Steve Wright okay. Johnny Walker, brilliant!


----------



## phodge (Sep 1, 2002)

mighTy Tee said:


> phodge said:
> 
> 
> > Pathetic!! Now I know why I stopped listening to R1 years ago.
> ...


You know you're getting old when all the DJs you listened to as a kid are now on R2!! :lol:


----------



## Lock_Stock (May 22, 2007)

Robbie williams singing. "Give no head, no back stage passes" doesn't even raise an eyebrow, but this does?

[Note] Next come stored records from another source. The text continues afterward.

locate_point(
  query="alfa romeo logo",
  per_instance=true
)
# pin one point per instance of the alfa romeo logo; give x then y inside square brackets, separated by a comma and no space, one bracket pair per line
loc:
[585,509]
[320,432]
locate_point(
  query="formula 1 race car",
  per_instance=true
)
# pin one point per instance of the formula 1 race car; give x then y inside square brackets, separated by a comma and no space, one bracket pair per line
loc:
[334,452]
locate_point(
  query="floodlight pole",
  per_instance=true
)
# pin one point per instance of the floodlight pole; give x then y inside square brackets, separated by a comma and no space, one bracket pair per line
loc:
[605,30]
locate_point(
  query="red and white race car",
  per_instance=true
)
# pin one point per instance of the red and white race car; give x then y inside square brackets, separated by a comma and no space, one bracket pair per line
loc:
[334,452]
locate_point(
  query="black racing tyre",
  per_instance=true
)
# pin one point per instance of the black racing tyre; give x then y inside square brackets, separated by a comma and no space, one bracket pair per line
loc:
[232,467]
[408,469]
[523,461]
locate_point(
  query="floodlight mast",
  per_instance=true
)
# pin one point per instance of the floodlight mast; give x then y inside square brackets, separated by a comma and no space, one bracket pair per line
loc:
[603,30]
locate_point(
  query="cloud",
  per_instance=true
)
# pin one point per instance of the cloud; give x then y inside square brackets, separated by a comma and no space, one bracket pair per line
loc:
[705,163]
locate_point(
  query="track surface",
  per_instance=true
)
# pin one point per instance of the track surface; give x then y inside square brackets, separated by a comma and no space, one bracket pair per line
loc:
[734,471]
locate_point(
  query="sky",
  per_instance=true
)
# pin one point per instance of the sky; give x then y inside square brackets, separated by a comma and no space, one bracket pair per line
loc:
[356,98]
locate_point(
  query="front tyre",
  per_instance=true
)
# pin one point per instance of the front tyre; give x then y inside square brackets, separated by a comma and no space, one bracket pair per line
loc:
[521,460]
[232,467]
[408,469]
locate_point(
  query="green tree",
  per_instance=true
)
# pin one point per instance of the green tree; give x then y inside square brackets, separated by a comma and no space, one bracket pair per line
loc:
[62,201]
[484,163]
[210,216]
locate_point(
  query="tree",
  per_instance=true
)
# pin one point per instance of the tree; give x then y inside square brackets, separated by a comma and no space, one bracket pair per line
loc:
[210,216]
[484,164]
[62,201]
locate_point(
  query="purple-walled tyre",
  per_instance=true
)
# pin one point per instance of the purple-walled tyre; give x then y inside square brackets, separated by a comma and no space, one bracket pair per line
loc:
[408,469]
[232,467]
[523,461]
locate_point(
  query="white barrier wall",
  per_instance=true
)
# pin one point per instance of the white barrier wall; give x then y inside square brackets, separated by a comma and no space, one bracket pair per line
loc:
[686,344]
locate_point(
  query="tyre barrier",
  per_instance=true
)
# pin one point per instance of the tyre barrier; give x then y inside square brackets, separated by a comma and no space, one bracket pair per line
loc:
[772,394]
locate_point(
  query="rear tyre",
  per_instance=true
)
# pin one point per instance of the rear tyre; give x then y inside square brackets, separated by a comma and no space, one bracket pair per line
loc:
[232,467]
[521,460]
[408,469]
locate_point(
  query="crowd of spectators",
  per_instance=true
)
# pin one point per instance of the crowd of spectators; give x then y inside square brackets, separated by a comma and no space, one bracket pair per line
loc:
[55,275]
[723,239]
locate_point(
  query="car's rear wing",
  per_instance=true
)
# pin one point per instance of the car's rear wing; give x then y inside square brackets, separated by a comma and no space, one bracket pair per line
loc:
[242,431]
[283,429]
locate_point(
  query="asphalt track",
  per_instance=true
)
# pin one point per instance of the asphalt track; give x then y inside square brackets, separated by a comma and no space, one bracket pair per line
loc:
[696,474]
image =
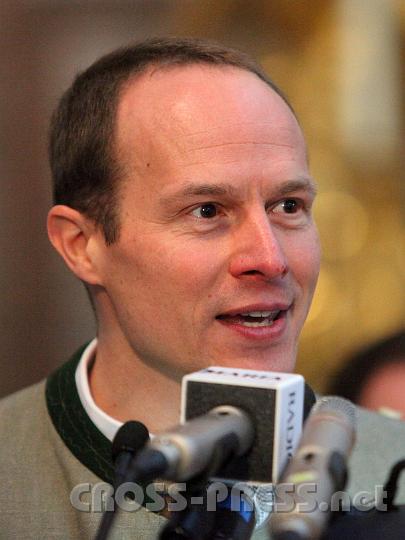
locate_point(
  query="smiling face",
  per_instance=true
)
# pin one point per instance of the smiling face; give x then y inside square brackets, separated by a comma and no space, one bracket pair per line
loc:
[218,256]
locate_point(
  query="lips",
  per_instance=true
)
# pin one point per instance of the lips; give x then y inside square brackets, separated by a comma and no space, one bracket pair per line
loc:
[254,316]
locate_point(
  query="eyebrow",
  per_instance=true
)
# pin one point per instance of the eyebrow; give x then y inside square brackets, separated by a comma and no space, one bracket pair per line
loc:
[223,189]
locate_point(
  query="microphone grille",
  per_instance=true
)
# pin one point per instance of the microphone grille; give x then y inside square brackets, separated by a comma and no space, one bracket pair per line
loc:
[337,405]
[131,437]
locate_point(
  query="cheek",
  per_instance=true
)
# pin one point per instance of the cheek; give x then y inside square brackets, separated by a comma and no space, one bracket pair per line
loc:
[171,267]
[305,262]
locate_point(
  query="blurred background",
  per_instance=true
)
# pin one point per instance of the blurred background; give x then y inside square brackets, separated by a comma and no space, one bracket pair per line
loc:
[341,63]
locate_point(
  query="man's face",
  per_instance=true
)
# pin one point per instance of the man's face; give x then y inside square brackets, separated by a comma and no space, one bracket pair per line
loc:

what is the world coming to.


----------



## rustyintegrale (Oct 1, 2006)

Lock_Stock said:


> Robbie williams singing. "Give no head, no back stage passes" doesn't even raise an eyebrow, but this does?
> 
> what is the world coming to.


Apparently Radio 1 have backed down and now we can all be adult again...


----------



## Gizmo750 (Sep 16, 2004)

phodge said:


> You know you're getting old when all the DJs you listened to as a kid are now on R2!! :lol:


Ah, bugger all to do with the grey hair and fading memory then - that's good


----------



## rustyintegrale (Oct 1, 2006)

Gizmo750 said:


> phodge said:
> 
> 
> > You know you're getting old when all the DJs you listened to as a kid are now on R2!! :lol:
> ...


There are some good DJs on R1...

Chris Moyles, Scott Mills and Zane Low spring to mind...

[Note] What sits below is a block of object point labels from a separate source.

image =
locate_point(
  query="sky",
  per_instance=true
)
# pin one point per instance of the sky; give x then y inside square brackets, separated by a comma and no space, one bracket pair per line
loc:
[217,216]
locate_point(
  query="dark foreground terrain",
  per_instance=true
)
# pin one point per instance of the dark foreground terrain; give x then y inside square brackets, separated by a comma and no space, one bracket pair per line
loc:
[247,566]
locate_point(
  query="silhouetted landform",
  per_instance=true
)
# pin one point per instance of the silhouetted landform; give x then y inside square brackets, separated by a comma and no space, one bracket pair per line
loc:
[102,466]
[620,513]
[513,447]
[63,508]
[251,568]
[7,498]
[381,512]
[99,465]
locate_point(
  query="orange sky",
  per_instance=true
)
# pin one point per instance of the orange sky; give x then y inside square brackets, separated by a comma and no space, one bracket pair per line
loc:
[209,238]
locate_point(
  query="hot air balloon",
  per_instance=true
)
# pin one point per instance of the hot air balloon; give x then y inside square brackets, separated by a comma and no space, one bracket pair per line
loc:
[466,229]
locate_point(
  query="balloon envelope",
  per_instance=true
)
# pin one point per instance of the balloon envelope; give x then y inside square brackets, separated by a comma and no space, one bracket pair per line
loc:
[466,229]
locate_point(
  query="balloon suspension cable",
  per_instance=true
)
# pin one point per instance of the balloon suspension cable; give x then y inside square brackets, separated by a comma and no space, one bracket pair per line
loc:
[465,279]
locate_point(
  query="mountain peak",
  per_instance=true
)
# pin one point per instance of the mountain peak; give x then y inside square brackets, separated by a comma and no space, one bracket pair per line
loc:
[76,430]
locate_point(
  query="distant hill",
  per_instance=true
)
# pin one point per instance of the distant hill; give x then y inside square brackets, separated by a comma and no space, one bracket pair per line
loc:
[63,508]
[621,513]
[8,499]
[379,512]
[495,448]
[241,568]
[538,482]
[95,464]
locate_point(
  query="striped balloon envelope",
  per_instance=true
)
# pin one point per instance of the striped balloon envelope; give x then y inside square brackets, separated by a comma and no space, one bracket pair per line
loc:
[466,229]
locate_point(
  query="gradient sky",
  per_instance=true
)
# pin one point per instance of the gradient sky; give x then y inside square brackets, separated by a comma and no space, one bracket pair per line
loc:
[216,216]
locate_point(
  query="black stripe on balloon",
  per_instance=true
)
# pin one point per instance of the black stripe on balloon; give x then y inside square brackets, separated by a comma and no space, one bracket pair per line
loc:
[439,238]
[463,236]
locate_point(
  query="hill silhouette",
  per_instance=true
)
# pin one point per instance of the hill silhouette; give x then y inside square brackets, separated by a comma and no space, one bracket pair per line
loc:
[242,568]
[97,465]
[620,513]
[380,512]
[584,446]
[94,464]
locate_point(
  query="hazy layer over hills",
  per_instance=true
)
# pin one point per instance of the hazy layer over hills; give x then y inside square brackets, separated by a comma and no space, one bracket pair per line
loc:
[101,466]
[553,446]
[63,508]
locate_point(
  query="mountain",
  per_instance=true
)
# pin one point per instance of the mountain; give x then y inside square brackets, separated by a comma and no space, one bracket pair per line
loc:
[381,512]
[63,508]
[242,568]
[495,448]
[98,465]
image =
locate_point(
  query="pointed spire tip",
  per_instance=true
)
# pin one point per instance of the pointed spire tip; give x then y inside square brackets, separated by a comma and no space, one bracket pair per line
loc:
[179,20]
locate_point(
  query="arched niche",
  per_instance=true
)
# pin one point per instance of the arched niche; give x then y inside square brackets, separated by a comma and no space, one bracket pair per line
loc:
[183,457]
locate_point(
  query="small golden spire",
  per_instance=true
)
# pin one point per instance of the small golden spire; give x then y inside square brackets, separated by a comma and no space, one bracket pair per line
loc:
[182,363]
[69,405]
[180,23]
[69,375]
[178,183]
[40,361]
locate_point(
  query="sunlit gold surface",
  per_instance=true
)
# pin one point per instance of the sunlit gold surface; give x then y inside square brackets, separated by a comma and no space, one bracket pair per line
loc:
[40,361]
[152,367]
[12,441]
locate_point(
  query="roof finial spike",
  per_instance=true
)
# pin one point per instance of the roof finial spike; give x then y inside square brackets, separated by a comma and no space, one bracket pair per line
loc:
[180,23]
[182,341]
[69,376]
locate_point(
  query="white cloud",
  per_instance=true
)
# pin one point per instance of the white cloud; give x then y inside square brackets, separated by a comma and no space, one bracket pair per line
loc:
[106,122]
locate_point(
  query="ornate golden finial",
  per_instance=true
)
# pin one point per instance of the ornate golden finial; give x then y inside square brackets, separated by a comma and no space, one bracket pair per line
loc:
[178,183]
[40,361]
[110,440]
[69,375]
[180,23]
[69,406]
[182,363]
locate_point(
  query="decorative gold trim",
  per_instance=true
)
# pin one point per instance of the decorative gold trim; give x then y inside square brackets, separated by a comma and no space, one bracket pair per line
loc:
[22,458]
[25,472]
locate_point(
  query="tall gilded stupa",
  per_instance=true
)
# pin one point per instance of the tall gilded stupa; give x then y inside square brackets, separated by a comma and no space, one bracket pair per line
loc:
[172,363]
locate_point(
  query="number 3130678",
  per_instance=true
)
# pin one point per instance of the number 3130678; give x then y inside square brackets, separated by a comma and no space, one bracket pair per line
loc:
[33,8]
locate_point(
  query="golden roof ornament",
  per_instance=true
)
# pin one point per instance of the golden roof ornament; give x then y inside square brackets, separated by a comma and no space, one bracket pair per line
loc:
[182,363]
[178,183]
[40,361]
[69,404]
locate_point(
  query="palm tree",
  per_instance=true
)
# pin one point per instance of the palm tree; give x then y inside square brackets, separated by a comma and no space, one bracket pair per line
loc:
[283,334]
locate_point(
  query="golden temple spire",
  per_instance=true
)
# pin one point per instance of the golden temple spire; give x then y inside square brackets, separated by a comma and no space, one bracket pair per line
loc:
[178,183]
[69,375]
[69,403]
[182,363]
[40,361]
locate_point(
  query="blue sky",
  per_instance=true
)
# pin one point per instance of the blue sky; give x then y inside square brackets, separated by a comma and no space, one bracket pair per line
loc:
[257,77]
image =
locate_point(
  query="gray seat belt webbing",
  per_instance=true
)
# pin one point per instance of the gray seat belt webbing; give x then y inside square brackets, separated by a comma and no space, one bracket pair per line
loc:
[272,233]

There's plenty of time to grow old mate... 

Cheers

Rich


----------



## GhosTTy (Oct 10, 2007)

However, veteran gay rights activist Peter Tatchell said Radio 1's actions were right.
"The word ****** is being sung as an insult, alongside scumbag and maggot. In this abusive context it is unacceptable," he said.
"It is shameful that BBC Radio 2 and other radio and TV stations are continuing to play the full version with the word ****** included. It shows that they don't take homophobic language as seriously as racist language."

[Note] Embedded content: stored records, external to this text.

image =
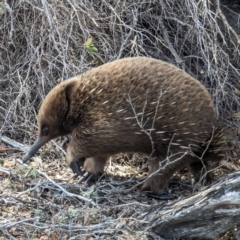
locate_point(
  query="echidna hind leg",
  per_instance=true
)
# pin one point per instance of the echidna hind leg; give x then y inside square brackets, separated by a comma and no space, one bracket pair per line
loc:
[160,172]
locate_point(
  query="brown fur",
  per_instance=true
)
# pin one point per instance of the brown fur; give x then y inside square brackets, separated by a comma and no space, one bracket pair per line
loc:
[94,107]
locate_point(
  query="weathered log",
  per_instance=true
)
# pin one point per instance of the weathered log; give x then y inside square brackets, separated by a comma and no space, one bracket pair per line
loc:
[206,215]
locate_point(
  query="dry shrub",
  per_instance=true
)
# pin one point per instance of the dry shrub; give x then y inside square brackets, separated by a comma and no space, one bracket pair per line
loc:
[43,42]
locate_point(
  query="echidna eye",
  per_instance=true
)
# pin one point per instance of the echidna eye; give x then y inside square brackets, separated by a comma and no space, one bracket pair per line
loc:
[45,131]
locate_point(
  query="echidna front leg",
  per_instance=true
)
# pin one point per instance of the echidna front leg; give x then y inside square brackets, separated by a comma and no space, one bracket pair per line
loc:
[94,166]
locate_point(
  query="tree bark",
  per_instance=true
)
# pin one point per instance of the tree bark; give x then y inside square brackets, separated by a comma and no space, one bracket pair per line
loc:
[206,215]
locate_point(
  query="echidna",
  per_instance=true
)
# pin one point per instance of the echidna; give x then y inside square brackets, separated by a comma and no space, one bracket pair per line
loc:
[133,105]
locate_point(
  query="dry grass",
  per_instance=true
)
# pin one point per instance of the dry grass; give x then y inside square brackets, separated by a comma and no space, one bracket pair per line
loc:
[43,43]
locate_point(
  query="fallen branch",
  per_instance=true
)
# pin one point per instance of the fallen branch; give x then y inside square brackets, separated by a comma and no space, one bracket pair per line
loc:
[208,214]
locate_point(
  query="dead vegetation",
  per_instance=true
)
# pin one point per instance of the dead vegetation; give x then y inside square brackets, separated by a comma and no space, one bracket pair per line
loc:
[45,42]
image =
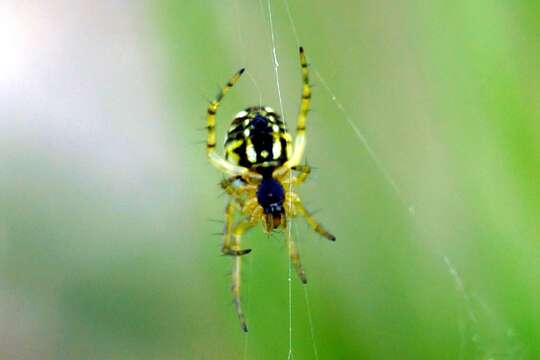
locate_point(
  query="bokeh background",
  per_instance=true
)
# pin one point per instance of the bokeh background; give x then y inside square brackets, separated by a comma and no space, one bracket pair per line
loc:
[109,210]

.....what a complete TOSSER!


----------



## mighTy Tee (Jul 10, 2002)

MTV and VH1 are fading out the offending words!

What TWATS!!!


----------



## Hilly10 (Feb 4, 2004)

What can we find to be PC about,these people make me fucking sick why dont they just lay down and die. By the way Jonnie Walker best DJ ever IMO just plays 90% of the music I like :wink:


----------



## Hilly10 (Feb 4, 2004)

oops sorry for the bad language on Christmas day hope my mom does not read this thread.


----------



## R70 TTC (Nov 30, 2006)

Too be honest they could just stop playing the shit song all together. I have always hated it. I definately think it would be the best solution


----------



## digimeisTTer (Apr 27, 2004)

Don't see the problem personally 8)

http://upload.wikimedia.org/wikipedia/en/thumb/e/e1/Mr-Brains-*******-Pack.jpg/711px-Mr-Brains-*******-Pack.jpg


----------



## Wallsendmag (Feb 12, 2004)

GhosTTy said:


> However, veteran gay rights activist Peter Tatchell said Radio 1's actions were right.
> "The word ****** is being sung as an insult, alongside scumbag and maggot. In this abusive context it is unacceptable," he said.
> "It is shameful that BBC Radio 2 and other radio and TV stations are continuing to play the full version with the word ****** included. It shows that they don't take homophobic language as seriously as racist language."
> 
> .....what a complete ******!


----------



## GhosTTy (Oct 10, 2007)

wallsendmag said:


> GhosTTy said:
> 
> 
> > However, veteran gay rights activist Peter Tatchell said Radio 1's actions were right.
> ...


 :lol: Good one - I missed that obvious play. The world is clearly so much funnier in black and white. :lol:


----------